The ability of Chinese entrepreneur Jack Ma (founder of e-commerce giant Alibaba) to make headlines around the world is no longer news. Just as the world extols his latest act of kindness – a USD20 million donation to the University of Newcastle as a tribute to his Australian “father” and mentor – it brought to mind a story even closer to home, a story I have been meaning to share.
Almost a month ago today, as Sydney woke up to a toasty mid-summer morning brimming with hopes of a new year, I woke up to the chill of my own consciousness. A man known locally as Sydney’s Shoeshine Brian has died in his sleep. In the grand of scheme of things, the event itself was uneventful (albeit tragic). Sydney Morning Herald dedicated its front page, but its ripple effect was confined to those who remembered him, as the article was soon buried by other worldly news of the day. News of his passing nonetheless sent shockwaves through me, for reasons or sentiments which were not immediately obvious, even to myself that day.
Sydney’s Pitt Street Mall is the retail heart of the city, a bustling strip of materialistic excess rivalling the likes of New York’s Fifth Avenue, Hong Kong’s Causeway Bay or Paris’ Avenue des Champs Elysees.

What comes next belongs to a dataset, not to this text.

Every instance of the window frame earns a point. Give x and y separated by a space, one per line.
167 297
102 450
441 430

Its prominence is a nod to the rise of the middle class and the rise of Sydney as a tourist mecca. Its prominence enshrouds the city in a surreal halo, a halo in which a solitary homeless man – by the name of Brian Rudd – would carve out a niche for himself as the perennial Shoeshine Brian. Come rain, hail or shine he had occupied the pavement, derelict in his attire, but never derelict in spirit. I had walked past him almost daily, my business attire and heels making an inept contrast to his unassuming life on the streets (funny that it was I who often felt out of place). As a firm believer that non-intrusive voyeurism always makes for a great pastime, I’d observed him in my peripheral vision, bent over as a human “Z”, an emblem of human frailty and fortitude.
In all our “encounters” over the years, I never once stopped to make conversation, or offered him a chance to showcase his skills.
It was only his passing that prompted me to frantically Google his plight. Separated from his parents as an infant and put into care, the system failed him again at seven when they separated him from his brothers (he would never see them again). He deemed begging to be beneath him, and took a shine instead to shining the shoes of passersby. In due course, I would learn of his admirable wit, too, and the street-smarts he’d honed thanks to the harsh reality of the school of life.
At first blush, it would seem a stretch to draw any parallels between Jack Ma and this nondescript, homeless man. But it was Jack Ma and his tale of a compassionate Australian family that made me confront my own feelings on that January morning.
It was that of shame!
I consider myself a compassionate human being; I feel the pain of others even when I’m numb to my own. In all these years, however, it had never occurred to me that Compassion was a switch which I had been turning on and off at inexplicable intervals. It seems even terribly contrived, that I am penning this post during one of my volunteering shifts at a Sydney homeless shelter. As a volunteer, I donned my hat of Compassion with pride, forever eager to please and eager to be of service. Why then, do we seek out the comforts of cold passivity when the hour has passed?
Alas, have we turned into a society of closet altruists? Is it plausible that we have a secret reservoir of Compassion which has no outlet in a society that flaunts self-interest and “winning” as veritable virtues? Under such societal pressures, we have become so engrossed in the fear of rejection – of not having our feelings reciprocated – that we consciously hide behind our cool, calm and collected exteriors and sit on the fence. Why else would we demand that an act of kindness be bestowed upon us first before we serve it back?
Regrettably, my realisations have come too late to be of any help to Shoeshine Brian. Though Compassion is never too late. Let us be kinder to each other. Let us extend an act of kindness, be it random or targeted, be it USD20 million or USD20. If we are not compassionate by nature, I genuinely hope we can be compassionate by nurture.
After all, there’s no place for Regret in Heaven; let’s start by eradicating Regret on Earth.